Since the late 1990s, a key piece of that storyline has been the increasing presence and influence of technology execs in what had been the preserve of movie and TV people. Studio chiefs and network executives are out; software and internet moguls are in. This year it was Chad Hurley, co-founder of the video-sharing site YouTube, who played the role of Symbol of Change. It took five years for the Google guys to get invited to Sun Valley, noted more than one press account, yet Hurley was there barely a year after his company was launched! This world is moving so fast!
Yet to me the prominent presence of internet entrepreneurs in Sun Valley is not a sign of a shifting power structure, but rather just the opposite. The internet is fundamentally changing the way people listen to music and watch television and get their news, it's altering the very fabric of social interaction, it's undermining a century of media habits and the marketing, distribution and creative infrastructures that served them. Yet Allen & Co, a white-shoe firm whose hushed, wood-paneled headquarters are in the Coca-Cola building on Fifth Avenue in New York, is still able to set the agenda.
Indeed, one report from this year's conference, by The New York Times’s mergers and acquisitions writer, Andrew Ross Sorkin, declared that the real stars this year were not even the celebrity moguls but rather the hedge fund managers who increasingly control Wall Street's biggest pools of investible capital. Media stocks are in the doldrums due to the aforementioned changes and the hedge funds, well, maybe they could help out with that. Wall Street financiers throwing their weight around – nothing very "Web 2.0" about that.
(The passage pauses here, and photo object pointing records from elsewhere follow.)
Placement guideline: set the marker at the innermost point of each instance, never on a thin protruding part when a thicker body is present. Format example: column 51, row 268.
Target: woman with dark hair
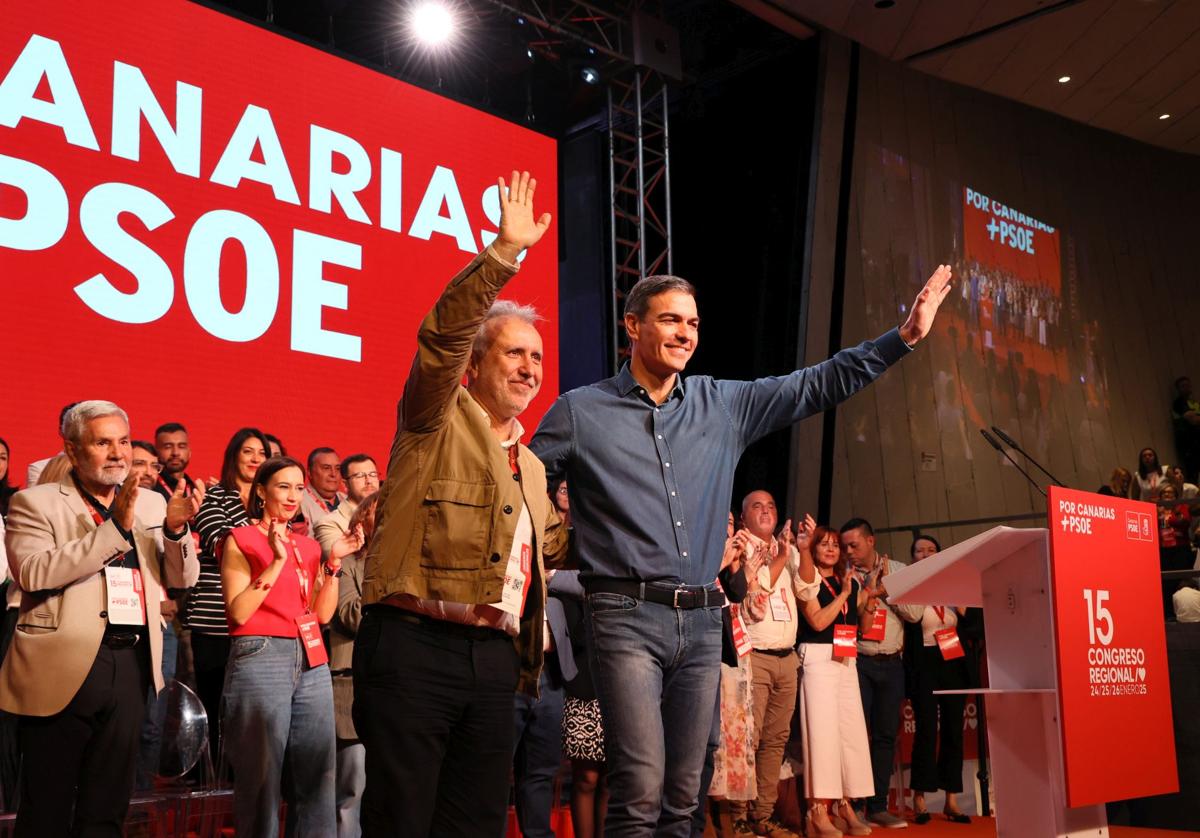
column 6, row 489
column 1151, row 474
column 225, row 507
column 837, row 754
column 936, row 761
column 279, row 699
YouTube has had about as good a start as any internet company ever, based on a very simple proposition: easy-to-use video sharing. Yet it turns out that the most popular "shared" video on the site is not that which people create on their video cameras, but rather what they copy off the TV. And so there is Hurley in Sun Valley, trying to cut deals with old-line media companies so that he can a) generate revenue off his wildly successful site and b) avoid being sued into oblivion (remember Napster?). YouTube, like MySpace, threatens to become an old-media marketing vehicle before it's even become a real business.
I read the other day that Yahoo! was in talks with the big newspaper companies about how they could work together in a deep and comprehensive way. I certainly see the logic there, and Terry Semel, Yahoo!’s chief executive is, after all, an old-media thoroughbred (and a Sun Valley regular). As a new-media entrepreneur with a dog in this fight, though, I find this development a bit disappointing – new media looking and acting more like old media, rather than the other way around.
One of the great contradictions of American business culture is that, in theory, it idolises the entrepreneur, the creative person who breaks the mould, takes risk, and invents something new. It doesn’t punish failure in the way that other business cultures do. Ultimately, though, the celebrity entrepreneurs are not necessarily those who carve a new path – it is those who are successful enough to get invited to Establishment parties, like the one in Sun Valley.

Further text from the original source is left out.